Starting at the end of May, tragic events of police brutality in the US brought societal issues of systemic racism into the spotlight. Since, many organisations in almost all sectors have been accused to lack diversity and representation at the decision-making level.
In this report, we analyse how British start-ups and venture capitalists compare to their international counterparts, and we examine some of the suggested strategies to improve Board diversity.
According to data collected by Richard Kerby (General Partner at Equal Ventures), the percentage of black VC partners was only 3% of the total in 2018, with 70% being white.
On the other hand, a report from RateMyInvestor confirmed Kerby’s findings, adding that among start-up Founders 77% are white and only a combined 5.2% are black, middle eastern or latinx.
These are data from the U.S. which should be compared with American demographic data, which report 13.4% of the population being black 18.5% being latinx, highlighting the gap in representation in both VC firms and start-up founding teams.

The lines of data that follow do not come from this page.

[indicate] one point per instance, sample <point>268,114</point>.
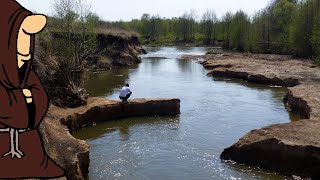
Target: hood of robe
<point>12,15</point>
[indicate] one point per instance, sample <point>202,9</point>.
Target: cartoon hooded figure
<point>23,100</point>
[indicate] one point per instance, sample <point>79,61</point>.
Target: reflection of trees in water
<point>184,65</point>
<point>277,93</point>
<point>124,126</point>
<point>104,83</point>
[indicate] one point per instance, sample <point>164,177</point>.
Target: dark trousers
<point>125,98</point>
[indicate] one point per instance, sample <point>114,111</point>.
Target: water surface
<point>215,113</point>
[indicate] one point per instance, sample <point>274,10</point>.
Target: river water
<point>215,113</point>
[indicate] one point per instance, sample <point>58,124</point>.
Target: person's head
<point>31,25</point>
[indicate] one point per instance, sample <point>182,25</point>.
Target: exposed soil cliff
<point>291,148</point>
<point>115,51</point>
<point>73,154</point>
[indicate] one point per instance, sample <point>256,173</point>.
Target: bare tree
<point>208,22</point>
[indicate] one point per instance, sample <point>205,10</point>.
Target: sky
<point>114,10</point>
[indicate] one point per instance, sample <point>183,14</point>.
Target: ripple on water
<point>214,114</point>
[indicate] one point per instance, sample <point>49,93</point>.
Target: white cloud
<point>128,9</point>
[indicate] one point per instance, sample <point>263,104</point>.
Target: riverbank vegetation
<point>75,40</point>
<point>283,27</point>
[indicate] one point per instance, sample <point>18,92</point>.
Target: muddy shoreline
<point>292,148</point>
<point>73,154</point>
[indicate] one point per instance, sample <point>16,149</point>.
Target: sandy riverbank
<point>292,148</point>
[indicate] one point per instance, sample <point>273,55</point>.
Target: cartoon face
<point>31,25</point>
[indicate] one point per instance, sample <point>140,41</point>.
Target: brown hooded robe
<point>14,111</point>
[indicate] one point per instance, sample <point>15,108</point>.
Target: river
<point>215,113</point>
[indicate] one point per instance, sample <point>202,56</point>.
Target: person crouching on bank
<point>125,93</point>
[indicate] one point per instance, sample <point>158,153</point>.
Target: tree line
<point>283,27</point>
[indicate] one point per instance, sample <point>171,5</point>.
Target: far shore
<point>292,148</point>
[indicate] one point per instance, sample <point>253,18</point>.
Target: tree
<point>208,22</point>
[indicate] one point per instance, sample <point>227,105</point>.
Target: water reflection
<point>215,113</point>
<point>123,126</point>
<point>104,83</point>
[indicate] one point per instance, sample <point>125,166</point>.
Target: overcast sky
<point>114,10</point>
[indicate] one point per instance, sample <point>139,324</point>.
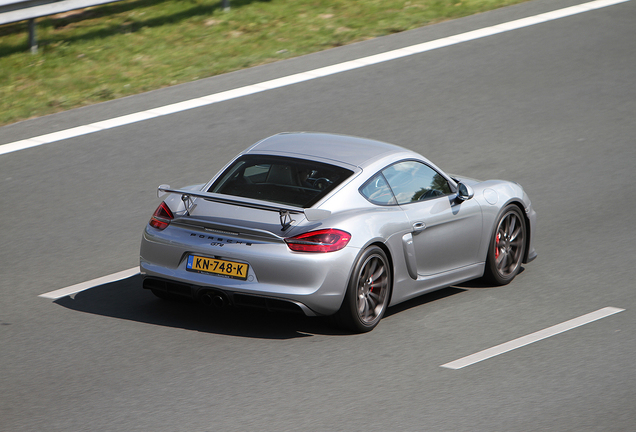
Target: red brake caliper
<point>497,245</point>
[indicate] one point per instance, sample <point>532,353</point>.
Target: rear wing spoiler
<point>285,212</point>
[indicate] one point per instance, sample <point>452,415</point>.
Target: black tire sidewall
<point>492,273</point>
<point>348,314</point>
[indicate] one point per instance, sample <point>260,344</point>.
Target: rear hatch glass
<point>282,180</point>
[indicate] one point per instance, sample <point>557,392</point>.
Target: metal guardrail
<point>21,10</point>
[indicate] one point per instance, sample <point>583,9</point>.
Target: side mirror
<point>464,192</point>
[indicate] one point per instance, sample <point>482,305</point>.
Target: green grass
<point>106,52</point>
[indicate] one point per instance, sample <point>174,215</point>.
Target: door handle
<point>419,226</point>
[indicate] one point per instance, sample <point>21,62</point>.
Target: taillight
<point>328,240</point>
<point>161,217</point>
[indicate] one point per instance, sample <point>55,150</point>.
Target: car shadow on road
<point>125,299</point>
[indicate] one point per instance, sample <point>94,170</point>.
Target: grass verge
<point>106,52</point>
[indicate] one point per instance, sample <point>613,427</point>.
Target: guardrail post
<point>33,39</point>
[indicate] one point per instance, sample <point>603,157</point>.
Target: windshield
<point>283,180</point>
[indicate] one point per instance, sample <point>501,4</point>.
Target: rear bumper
<point>314,283</point>
<point>220,298</point>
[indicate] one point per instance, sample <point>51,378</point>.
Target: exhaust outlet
<point>218,302</point>
<point>214,299</point>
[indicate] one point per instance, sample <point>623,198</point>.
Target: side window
<point>413,181</point>
<point>377,191</point>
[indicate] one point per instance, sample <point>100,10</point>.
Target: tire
<point>507,247</point>
<point>368,292</point>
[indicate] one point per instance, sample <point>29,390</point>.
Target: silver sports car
<point>333,225</point>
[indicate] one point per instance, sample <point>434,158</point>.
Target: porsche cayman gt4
<point>333,225</point>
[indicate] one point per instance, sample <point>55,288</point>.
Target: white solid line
<point>305,76</point>
<point>74,289</point>
<point>531,338</point>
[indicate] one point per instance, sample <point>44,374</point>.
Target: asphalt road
<point>551,106</point>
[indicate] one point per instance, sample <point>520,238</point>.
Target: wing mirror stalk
<point>464,192</point>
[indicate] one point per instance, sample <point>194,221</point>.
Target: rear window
<point>290,181</point>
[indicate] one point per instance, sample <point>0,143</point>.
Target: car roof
<point>341,148</point>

In an article from March 2019, Sifted reported that 10×10 VC, a group of less than 20 people brought together by then-Backstage Capital director Andy Davis, represented the majority of black UK VCs in decision-making roles.
While the statistic itself paints a bleak picture, with less than 20 black people in a decision-making position out of over 1,700 VCs in the UK, the group has already started doing their part to make a change.
10×10 VC have since started raising money through 10×10 Fund, which they hope to invest in black-founded ventures.
While the data clearly shows that there is still work to do to close the gap in representation of women and ethnic minorities in the VC world, the British ecosystem appears to be less biased than the American one.
Mark Martin, founder of UKBlackTech, said in an interview with Sifted that “the UK is one of the leading countries to have a range of ethnic diversity groups that champion for equality and inclusion within the tech sector.” New initiatives to close the gap are also being praised by prominent black VCs.
“It’s not enough. It’s never been enough. And maybe never will be enough, but it’s something, and something is better than nothing.”
The recently released diversity data from the Future Fund, also seems to confirm a positive trend. According to the data, 56% of the Fund’s recipients had mixed ethnicity or all-BAME management teams, and 71% had mixed gender or all-female management teams.
While this data seems reassuring, it must be noted that no data has been released for ethnicity and gender of the founding team, rather than the management team, meaning that it’s likely that women and BAME founders are still receiving proportionally less funding.
How To Do Better
Eliminating the bias against minorities that is built into our society is no easy feat. We are only at the beginning of a path that will hopefully lead us towards a more equal distribution of wealth and opportunity.
There have been many interesting suggestions on how to move along this path, including 5 very interesting points by investor Fred Wilson, who details how – given the strong prevalence of white VCs and Founders – independent, diverse board members should be appointed by both the investors and the founders. Wilson also argues that making board seats “term-based” would ensure the right amount of turnover necessary to allow outsiders to have a seat at the table.
Organisations like New York-based VC Fund Work Bench also published a series of posts with names of organisations to donate to, resources and lists of black-founded and black-owned companies.
VCs like Bryce Roberts, Tiffany Ashley Bell, and Ha Nguyen took to social media to call for more diverse hires and investments, and even data platforms such as Crunchbase started listing diversity data on the profile of VCs and start-ups on their platform.
Although there is still a long way to go in order to eliminate systemic racism and discrimination from our system, the UK venture capital industry is in a comparatively good place in terms of diversity and representation, and the right steps are being taken to make sure that we make progress.